Since becoming a mother, I often think more about what poverty means for parents, and the pain of not being able to provide for one’s children.  Sometimes when eating dinner with my pasta-loving children, I imagine what it would be like to have to tell them that I do not have food to feed them.  I watch them play, and celebrate the fact that they can live a life of childhood free from real scarcity or worry.  I rejoice in the fact that I have a job that gives me the time (and energy) to spend time just being and loving my children in person.  But I do not take these realities for granted.

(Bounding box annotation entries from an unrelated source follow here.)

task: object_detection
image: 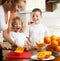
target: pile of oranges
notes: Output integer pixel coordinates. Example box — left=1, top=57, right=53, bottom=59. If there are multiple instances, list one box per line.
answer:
left=44, top=35, right=60, bottom=52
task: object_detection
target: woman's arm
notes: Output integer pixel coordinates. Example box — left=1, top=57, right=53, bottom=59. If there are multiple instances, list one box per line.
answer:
left=3, top=30, right=17, bottom=47
left=0, top=42, right=8, bottom=49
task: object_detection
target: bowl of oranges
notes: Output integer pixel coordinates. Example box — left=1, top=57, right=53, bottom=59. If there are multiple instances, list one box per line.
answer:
left=44, top=35, right=60, bottom=53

While prosperity gospel is not the prevalent paradigm within Christian churches in the United States, many of us (Christians) still see our material resources as a gift from God.  And this is the belief I wrestled with this Thanksgiving.  While I fully believe in the sovereignty of God to give to some and not to others, that’s not my dominant explanation of why I have and others do not. Many of the blessings I celebrate are linked to my social location. Recently, The Economist ran an article on inequality in the United States, noting that inequality is on the rise.  But what they highlight as one of the central problems is that social mobility is declining, declaring that “Although the United States is seen as a world of opportunity, the reality may be different.”  This argument ran under the subtitle,

A long ladder is fine, but it must have rungs

Unfortunately, there are many people who want to climb the ladder; those who want to support their families. While I will continue to be thankful for the ability to give to my children, I believe simply being thankful is not only not enough.  It’s not the full story. It fails to see the way that our gifts are often not things that are ‘given by God,’ but rather are the result of a broken and unequal system. For me, that means needing to acknowledge that I benefit from a global economic system in a way that many do not, and to ask God what it means to be faithful with those resources that I have. As I think about what that means for my own life, I keep coming back to three things:

  • To make a conscious choice not to exploit others, either indirectly or directly.  This requires me to more actively ask questions and investigate how I am able to achieve the lifestyle (and the “blessings” I have). For some, this entails questions about ethical and sustainable consumerism.
  • To be committed to helping families thrive, and to help parents be able to support their own children.  I recognize that most parents want the best for the children, and being a good parent is largely (although not solely) about having certain resources.
  • To remember why I became a sociologist. One of my central research interests deals with the way relationships are structured by changes in the international political economy.  While I often investigate macro-level concerns, it is because of the pupusa vendor in El Salvador trying to feed her children that I became a sociologist.

I am thankful to God, the giver of life.  I am thankful that He loves all His children. And I am thankful for the opportunity to try and be a part of pursuing His heart for the world.  Of course, I will not deny that I am still thankful for my family and our resources, but even more thankful that God desires for all families to thrive.